Hi Jon,
On 12/10/2018 11:58 AM, Jonathan Gibbons wrote:
On 10/11/18 3:40 PM, David Holmes wrote:
Hi Erik,
On 12/10/2018 8:29 AM, Erik Joelsson wrote:
Hello,
(adding serviceability-dev and hotspot-dev for test changes)
Bug: https://bugs.openjdk.java.net/browse/JDK-8212028
Webrev:
http://cr.openjdk.java.net/~erikj/8212028/webrev.01/index.html (From
ihse-runtestprebuilt-branch in jdk-sandbox)

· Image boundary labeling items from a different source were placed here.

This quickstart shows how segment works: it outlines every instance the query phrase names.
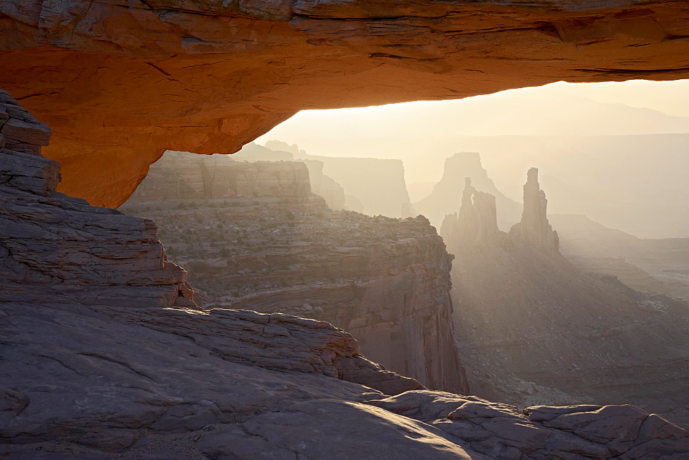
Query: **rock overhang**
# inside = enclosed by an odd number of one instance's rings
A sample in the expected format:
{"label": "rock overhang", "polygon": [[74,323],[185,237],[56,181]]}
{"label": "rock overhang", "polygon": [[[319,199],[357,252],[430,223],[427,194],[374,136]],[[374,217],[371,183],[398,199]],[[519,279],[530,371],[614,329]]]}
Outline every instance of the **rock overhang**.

In order to fully adopt the new run-test framework, we need to switch
over the automated and distributed testing system at Oracle to the
new framework. To get this to work, there are number of issues that
needed to be fixed. Here follows a brief explanation, see bug for
more details.
For RunTest.gmk and related makefiles there are a number of minor
tweaks to support all the necessary control variables that are
currently used for the old test makefiles, as well as correcting some
test setup settings.
In addition to that, some tests also needed to be modified:
Timeouts
The current default timeoutFactor in the makefiles is 4. However, the
old Mach5 executor overrides that to 10. I don't think it should
dabble with such things and leave it to the makefiles, the user, or a
specific job definition, so with the new run-test executor, it no
longer does. This means many tests now have a much shorter effective
timeout. Because of this, we need to increase the timeout on some
that are now prone to timing out. I have run tier1-5 a few times to
try and find these and added /timeout=300 (which will result in the
same effective timeout as before) when specific tests seemed
problematic.
This should be fixed in the tier job definitions not the individual
tests. We have moved away from putting explicit timeouts on individual
tests and instead rely on the framework timeout being set appropriately.
David
-----
David,
That's a suboptimal policy. because it means you're relying on the
framework handling the worst case test.
Yes. Given we have such a huge range of tests running on a range of
platforms, on machines with a range of capabilities, using a range of VM
flags and using a range of loads on the test machines, this has to be
punted to the framework - otherwise you have to update every test to add
an explicit timeout for the worst case (as experienced by some runner of
the tests).
There's no holy-grail answer here.
My understanding of current approach was to set the framework timeout so
that the majority of tests running under a given "normal" execution
context pass. Then add multipliers for specific test configurations or
platforms known to take longer (-Xcomp or sparc, for example). Then
tests that don't fit within that chosen timeout get either their own
timeout set, or moved to a tier with a different multiplier.
This change basically lowers the bar that had been set such that more
tests now need explicit timeouts. I'm not sure why that was necessary,
nor do I think it necessarily a good thing.
But after some internal discussions the test folk seem to be okay with
this, so having said my piece I'll let it drop.
As far as jtreg goes, the default timeout for each step is 2 mins, which
is intended to be enough for the test to reliably run within that time
on a reasonably modern developer-class machine. A test which always
times out on a good machine should use a test-specific increased timeout.
Agreed.
Where the framework can help is, if tests are being run on an old or
slow machine, or if test run args are provided that will cause the test
to run significantly slower than usual, then the framework can/should
start scaling up the timeout factor.
Again agreed.
Cheers,
David
-- Jon
test/hotspot/jtreg/runtime/appcds/jvmti/InstrumentationTest.java
This test spawns a child process and tries to locate it using the
attach api, by looking for a unique token in the command line string
of the spawned JVM. The problem is that the command line string it
gets from the attach api is truncated and the token is last on the
command line. This normally works well, but the arguments before it
are 3 files, with full absolute paths inside the jtreg work
directory. With Mach5 we have pretty deep work directories, and with
run-test, we make them even deeper. This unfortunately trips the
limit and the test fails. I have fixed this by reordering the
arguments to the child process.
/Erik